Did Cary Grant ever wear anything other than a suit? You notice in all the 40's movies, the men always wore suit and ties.
And smoking--everyone smoked in those movies. It looks so strange, now. This post started my day off very nicely--thanks. Celia

LK Hunsaker said...

Hi Sarah, I miss when people used to at least dress in nice, casual attire before they ever stepped out of the house! No slippers and old sweats, actual 'out' clothes! I was just telling my daughter today (because of a commercial) that I didn't even allow the babies' diapers to show under dresses and such. They were always covered.

Glad you enjoyed the post!

LK Hunsaker said...

Hey Celia, I always notice the smoking, too. That's one thing I'm glad that isn't always in movies anymore. ;-)

I think he may have worn dressy sweaters, but maybe I have him mixed up with someone else who did, like Gene Kelly. Love him, too.

MAGGI said...

Cary is a favorite of mine. I loved his humor. But all those old movies were loaded with sex. Not so subtle in the thirties before censorship took hold. But even later when it left a lot to the imagination, which I personally prefer.There's nothing erotic or tantalizing about contemporary movie sex scenes for me.
But when Cary says "I bet you could tease a man to death," in North By Northwest, it stirs my imagination.
Maggi Andersen

Mona Risk said...

I love Cary Grant, absolutely adored him years ago. I wish I knew we had the same birthday!!!

Savanna Kougar said...

To Catch a Thief is one of my fave Cary Grant films... but, have you ever seen him with Mae West... now, that was in the SMOKIN' HOT category.

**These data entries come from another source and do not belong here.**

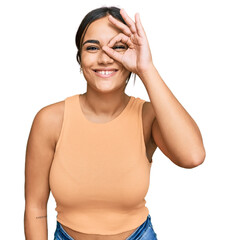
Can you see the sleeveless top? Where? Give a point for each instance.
(100, 172)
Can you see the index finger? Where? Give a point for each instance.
(120, 25)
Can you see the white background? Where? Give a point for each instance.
(189, 44)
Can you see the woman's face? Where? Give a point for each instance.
(102, 72)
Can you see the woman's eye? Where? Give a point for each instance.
(91, 48)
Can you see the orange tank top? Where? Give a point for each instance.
(100, 173)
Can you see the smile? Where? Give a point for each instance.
(105, 73)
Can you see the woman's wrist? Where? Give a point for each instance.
(147, 72)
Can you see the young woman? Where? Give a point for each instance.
(94, 150)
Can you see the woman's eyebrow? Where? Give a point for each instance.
(91, 41)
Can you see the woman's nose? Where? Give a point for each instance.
(104, 58)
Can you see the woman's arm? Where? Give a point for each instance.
(39, 155)
(173, 130)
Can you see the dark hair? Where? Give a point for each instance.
(91, 17)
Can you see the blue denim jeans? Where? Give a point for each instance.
(143, 232)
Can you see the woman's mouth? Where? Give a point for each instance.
(105, 73)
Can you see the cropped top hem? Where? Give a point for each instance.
(100, 173)
(130, 224)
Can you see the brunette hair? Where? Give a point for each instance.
(88, 19)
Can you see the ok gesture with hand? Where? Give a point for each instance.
(137, 58)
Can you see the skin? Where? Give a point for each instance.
(104, 98)
(166, 124)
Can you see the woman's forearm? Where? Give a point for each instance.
(35, 224)
(180, 132)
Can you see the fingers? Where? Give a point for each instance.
(120, 38)
(139, 27)
(128, 29)
(120, 25)
(128, 20)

He did wear cardigans in the movies, and smoked a pipe in one.

I've never smoked in my life. Couldn't stand it. However, I will say it ain't the tobacco that gets you, usually, it's all the horrible other ingredients they add to cigarettes these days like formaldehyde. At one time, they added cocaine with the intention to make people addicted.

StephB said...

Loraine, great post. I agree - Grant belongs to the area of early Hollywood romance where capturing a feel or a character was more important than the plot driven fluff these days. A nice tribute to a great actors.

Smiles
Steph

LK Hunsaker said...

Maggi, interesting. I know there were a lot of sexual innuendos in the old movies, but they didn't show anything so it doesn't bother me.

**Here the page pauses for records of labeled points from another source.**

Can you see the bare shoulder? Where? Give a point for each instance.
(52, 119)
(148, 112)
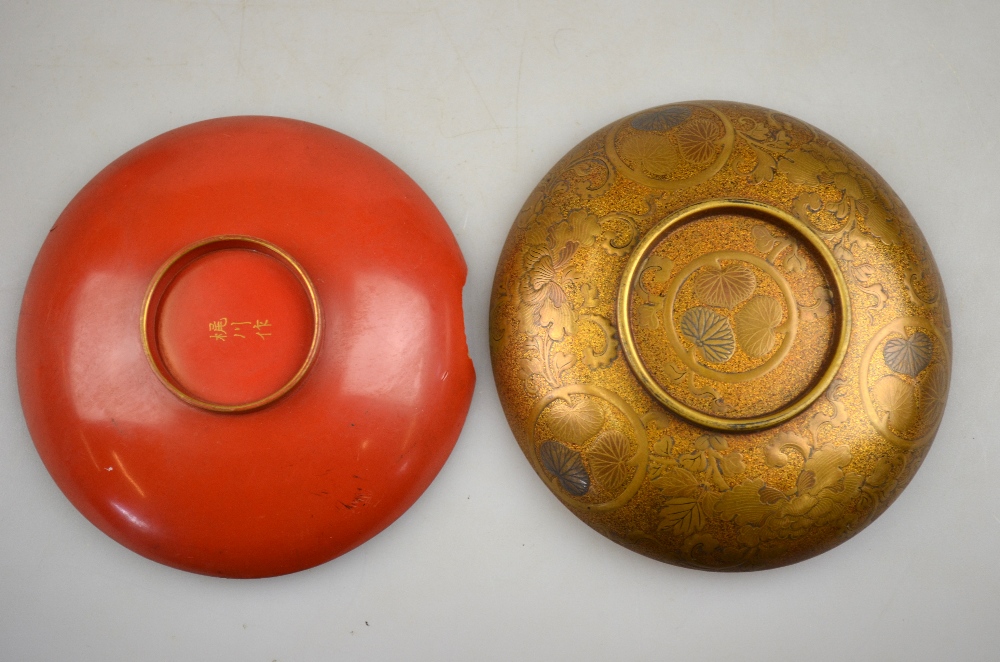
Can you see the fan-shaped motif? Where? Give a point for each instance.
(698, 140)
(650, 152)
(724, 286)
(895, 397)
(609, 457)
(755, 324)
(566, 465)
(663, 119)
(575, 422)
(908, 356)
(933, 395)
(710, 333)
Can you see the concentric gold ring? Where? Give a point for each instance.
(840, 299)
(178, 262)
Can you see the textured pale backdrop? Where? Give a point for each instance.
(476, 100)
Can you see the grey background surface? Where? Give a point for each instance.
(476, 100)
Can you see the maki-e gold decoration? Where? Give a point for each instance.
(719, 337)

Totally agreed about today's "love" scenes: too much. One movie that would have been a fave turned my off with its soft porn. It's ridiculous and unnecessary.

LK Hunsaker said...

Mona! Happy Belated Birthday!

LK Hunsaker said...

Savanna, I don't think I've seen him with Mae West. I'll have to go add those to my rental list. ;-)

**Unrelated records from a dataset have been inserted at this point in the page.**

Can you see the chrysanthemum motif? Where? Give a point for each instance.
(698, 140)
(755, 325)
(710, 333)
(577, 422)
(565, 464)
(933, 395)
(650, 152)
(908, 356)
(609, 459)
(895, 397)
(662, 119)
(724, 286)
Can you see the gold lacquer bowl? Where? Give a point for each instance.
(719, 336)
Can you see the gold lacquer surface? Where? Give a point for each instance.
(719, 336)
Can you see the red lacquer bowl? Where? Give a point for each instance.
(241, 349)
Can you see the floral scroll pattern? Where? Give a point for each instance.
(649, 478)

From someone horribly allergic to smoke, whatever it is, I don't want to be anywhere around it - cigarettes or cigars. LOL! Cigarettes are worse and both are worse than bonfire smoke, so it could be the other stuff that gets to me in addition.

LK Hunsaker said...

Steph, maybe that's part of what pulls me into the old movies. I like characterization first and foremost. If a character grabs me, I want to know his or her story, whatever it is (to some extent). ;-)

Savanna Kougar said...

LK, we're in the same boat. I'm horribly allergic to cigarette smoke, and have had seizures. In my case, the more saturated it is, the worse it is. I think it's the tars that get me, for the most part.
I'm also nastily allergic to formaldehyde and other stuff they put in cigarettes.

LK Hunsaker said...

Seizures, yikes! Mine's more an asthmatic problem although I don't officially have asthma. I can't breathe around it and will be congested for the next 2-3 days. Stinks not to be able to go listen to live music in small clubs because of the smoke. At least some have made no smoking rules by now. Good start.

Savanna Kougar said...

Yep, allergy-induced asthma, that's what mainly occurs for me, too.
I know. It's so limiting. I love small club music.